Setting and building foundations for most school subjects—like math, English, science—is common sense. We establish standards to guide the learning process: foundational understandings in grades K-5; reflecting and transitioning to more complex concepts in grades 6-8; and by the time students are in grades 9-12, we start applying the information they learn into real-world concepts.
No one says “No, no, no! I don’t want Timmy to learn about addition and subtraction in first grade! That’s way too young.” Why? Because we all understand that addition and subtraction are necessary in setting the foundation for things to come. Learning these concepts early on allows young people to receive age and developmentally appropriate information that can then be built upon as they grow to learn more advanced topics like linear equations and polynomial expressions.
So why can’t we do the same as we teach young people about their health and well-being? Sex ed is not a one-off lesson type of topic, or something that should be reserved for seniors in high school. It is a sequential, K-12 experience that young people need to receive in school.
What do we mean when we say, “sex ed?”
At SIECUS, when we say “sex education,” we are thinking beyond a program that shows scary photos of STIs to a class of high schoolers and quizzes them on labeling reproductive organs. We know that young people need more. For us, sex education addresses ALL of these components:
- Human development and anatomy;
- Relationships (including families, peers, romantic relationships and dating);
- Violence prevention (including consent, sexual violence);
- Mental and emotional health;
- Personal skills (including communication, negotiation, personal safety, consent, and decision-making);
- Sexual behavior (including abstinence and sexuality throughout life);
- Reproductive health (STDs, contraception, miscarriages, abortion, and pregnancy);
- LGBTQ youth, youth with disabilities, youth of color, and
- Society and culture.
This is a lengthy list, but it is an important one. While many of the programs we offer young people today include components of sex ed, very few young people receive the complete education that they both need and deserve.
It’s time to rethink sex education.
Rethinking sex education means ensuring young people are receiving well-rounded and diverse information about their sexual and reproductive health. It means that we need to do more than simply identify “negative” health outcomes and potential risks such as unintended pregnancy and STIs.
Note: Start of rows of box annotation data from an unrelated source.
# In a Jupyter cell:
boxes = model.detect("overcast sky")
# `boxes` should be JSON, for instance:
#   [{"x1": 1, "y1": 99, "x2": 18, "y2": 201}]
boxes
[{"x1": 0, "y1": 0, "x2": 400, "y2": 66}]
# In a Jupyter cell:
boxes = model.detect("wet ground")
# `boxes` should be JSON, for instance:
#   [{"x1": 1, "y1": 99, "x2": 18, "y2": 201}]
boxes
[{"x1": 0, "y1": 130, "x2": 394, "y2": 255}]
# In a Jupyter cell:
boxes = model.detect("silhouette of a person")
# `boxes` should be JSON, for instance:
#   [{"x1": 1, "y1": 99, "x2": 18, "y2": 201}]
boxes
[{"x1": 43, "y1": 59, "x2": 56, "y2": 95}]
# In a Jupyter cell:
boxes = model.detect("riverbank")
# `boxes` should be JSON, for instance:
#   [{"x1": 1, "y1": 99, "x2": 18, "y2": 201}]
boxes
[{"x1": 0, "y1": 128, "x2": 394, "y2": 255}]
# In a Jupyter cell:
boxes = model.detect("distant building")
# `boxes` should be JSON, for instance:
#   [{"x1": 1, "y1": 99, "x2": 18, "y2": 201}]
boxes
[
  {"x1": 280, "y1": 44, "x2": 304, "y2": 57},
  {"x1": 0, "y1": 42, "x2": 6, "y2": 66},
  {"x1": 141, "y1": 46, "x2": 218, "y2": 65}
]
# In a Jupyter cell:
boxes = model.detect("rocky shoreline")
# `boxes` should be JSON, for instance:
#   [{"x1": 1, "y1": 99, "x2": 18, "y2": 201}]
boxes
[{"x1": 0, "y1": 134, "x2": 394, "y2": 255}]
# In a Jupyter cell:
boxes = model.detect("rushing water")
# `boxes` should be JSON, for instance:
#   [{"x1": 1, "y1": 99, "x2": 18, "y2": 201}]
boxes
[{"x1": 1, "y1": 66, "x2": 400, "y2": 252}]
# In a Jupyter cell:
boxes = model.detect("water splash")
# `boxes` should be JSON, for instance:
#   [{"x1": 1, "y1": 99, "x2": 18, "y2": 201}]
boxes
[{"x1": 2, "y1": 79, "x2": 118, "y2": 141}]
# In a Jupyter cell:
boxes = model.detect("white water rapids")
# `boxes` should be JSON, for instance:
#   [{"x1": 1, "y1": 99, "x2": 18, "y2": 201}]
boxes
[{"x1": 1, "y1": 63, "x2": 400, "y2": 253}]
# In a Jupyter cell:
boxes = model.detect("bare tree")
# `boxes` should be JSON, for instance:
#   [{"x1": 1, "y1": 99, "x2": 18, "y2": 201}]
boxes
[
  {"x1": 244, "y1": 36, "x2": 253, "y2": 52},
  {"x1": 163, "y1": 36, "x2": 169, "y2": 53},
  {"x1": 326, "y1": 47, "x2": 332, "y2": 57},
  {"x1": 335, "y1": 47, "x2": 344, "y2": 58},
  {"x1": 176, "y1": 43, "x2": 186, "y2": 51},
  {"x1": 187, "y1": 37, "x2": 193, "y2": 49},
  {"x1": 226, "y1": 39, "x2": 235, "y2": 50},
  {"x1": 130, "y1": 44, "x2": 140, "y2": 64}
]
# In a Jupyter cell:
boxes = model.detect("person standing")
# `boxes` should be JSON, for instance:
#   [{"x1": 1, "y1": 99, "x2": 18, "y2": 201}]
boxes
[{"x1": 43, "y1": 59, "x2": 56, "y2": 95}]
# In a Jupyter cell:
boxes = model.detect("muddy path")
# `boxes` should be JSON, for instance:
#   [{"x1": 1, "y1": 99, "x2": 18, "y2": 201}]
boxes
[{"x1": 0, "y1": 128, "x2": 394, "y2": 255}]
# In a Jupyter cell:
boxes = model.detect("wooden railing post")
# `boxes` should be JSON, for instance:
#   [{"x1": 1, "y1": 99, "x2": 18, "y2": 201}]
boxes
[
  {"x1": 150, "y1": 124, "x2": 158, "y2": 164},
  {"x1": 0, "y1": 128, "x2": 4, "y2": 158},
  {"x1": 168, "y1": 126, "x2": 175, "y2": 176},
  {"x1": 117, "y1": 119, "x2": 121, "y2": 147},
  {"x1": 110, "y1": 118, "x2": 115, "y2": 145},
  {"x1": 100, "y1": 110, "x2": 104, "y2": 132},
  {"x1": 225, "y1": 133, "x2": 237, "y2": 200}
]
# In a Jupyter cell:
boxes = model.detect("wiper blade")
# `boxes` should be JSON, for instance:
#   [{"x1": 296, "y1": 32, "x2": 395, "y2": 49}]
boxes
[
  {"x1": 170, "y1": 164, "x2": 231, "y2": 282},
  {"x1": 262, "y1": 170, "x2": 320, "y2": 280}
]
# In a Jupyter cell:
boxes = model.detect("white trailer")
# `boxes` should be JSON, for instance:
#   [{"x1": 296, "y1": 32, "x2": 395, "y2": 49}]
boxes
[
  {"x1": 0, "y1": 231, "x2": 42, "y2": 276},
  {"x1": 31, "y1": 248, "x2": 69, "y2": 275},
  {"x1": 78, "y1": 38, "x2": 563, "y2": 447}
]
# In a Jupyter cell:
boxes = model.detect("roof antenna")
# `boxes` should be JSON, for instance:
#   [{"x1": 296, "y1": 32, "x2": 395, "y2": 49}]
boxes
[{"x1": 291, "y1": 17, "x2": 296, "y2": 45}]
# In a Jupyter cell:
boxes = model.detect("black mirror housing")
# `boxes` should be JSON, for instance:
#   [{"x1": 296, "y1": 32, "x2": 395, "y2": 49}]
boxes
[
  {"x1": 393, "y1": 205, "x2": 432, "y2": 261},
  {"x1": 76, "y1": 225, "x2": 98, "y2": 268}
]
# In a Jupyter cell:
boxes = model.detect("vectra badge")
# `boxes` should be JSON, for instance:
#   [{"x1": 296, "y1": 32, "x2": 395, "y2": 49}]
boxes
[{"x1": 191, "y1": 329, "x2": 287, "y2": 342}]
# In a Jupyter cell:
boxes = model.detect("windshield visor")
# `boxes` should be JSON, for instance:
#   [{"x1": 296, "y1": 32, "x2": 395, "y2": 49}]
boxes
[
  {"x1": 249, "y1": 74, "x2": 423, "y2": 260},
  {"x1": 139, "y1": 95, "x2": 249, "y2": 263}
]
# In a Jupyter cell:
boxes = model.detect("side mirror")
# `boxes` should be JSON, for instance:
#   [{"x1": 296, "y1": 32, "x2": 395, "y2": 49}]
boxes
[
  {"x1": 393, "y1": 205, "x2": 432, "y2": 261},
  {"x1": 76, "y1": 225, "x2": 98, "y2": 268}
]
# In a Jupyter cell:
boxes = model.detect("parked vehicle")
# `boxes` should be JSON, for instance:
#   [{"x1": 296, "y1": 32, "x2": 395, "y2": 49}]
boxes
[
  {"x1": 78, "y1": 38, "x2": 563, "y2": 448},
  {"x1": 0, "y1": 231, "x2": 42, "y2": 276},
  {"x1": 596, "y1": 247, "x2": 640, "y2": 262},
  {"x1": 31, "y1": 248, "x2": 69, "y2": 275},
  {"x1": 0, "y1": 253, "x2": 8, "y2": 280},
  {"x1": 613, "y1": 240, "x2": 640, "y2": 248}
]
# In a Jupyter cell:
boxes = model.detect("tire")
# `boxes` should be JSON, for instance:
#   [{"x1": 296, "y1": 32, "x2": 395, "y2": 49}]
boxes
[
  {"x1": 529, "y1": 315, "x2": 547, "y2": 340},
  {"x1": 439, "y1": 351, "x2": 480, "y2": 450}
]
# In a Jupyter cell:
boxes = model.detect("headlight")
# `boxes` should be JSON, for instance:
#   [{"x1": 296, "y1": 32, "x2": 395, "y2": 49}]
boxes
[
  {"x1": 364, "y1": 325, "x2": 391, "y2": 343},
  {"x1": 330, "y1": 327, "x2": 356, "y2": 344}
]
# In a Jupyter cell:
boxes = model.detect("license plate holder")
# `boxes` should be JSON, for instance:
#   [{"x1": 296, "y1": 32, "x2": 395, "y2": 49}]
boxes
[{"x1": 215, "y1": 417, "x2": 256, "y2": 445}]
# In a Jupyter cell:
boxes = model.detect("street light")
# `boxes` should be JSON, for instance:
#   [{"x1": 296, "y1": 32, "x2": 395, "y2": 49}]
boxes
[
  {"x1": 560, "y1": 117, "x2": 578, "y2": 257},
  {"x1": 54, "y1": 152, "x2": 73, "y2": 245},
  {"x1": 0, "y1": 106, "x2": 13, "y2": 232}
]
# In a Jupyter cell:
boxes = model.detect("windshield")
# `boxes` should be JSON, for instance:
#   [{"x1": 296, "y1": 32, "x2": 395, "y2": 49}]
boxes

It means “sex education” includes teaching children to have agency over their own bodies and to respect the autonomy of others. It means teaching young people about the changes they can expect to happen to their bodies during puberty, before they happen. It means young people have accurate information upon which to make decisions when navigating intimate relationships and their own sexual and reproductive health care.
Rethinking sex education also means making the connection between sex ed and some of the most pressing social issues of our time including abortion rights, LGBTQ rights, immigration, racism, social disorganization, and educational inequality.
We must ensure that legislation and policies that are introduced and enacted that reflect every single one of these issues.
Imagine what the #MeToo movement would look like if people everywhere started to rethink sex education. We would have an entire generation of folks that could clearly articulate and define consent. We would have more people who understand what sexual violence is. We would have young people coming of age with an ingrained respect for their own and other people’s right to bodily autonomy. And we would have a society that can frame and respond to sexual violence in a way that does not further traumatize, shame, or blame survivors, but instead, places the blame squarely on the perpetrators.
We are striving to encourage everyone to rethink sex education. And you can help! Insist that policies in your school district allow for implementation of the sex ed young people not only need, but have a right to receive. Advocate for funding that supports comprehensive sex ed at federal, state, and local levels (We have suggestions for how to do all of this).
It’s 2019. And we can no longer allow a one-off, half-baked lesson plan and a prayer to count as “sex education.” Our young people deserve so much more.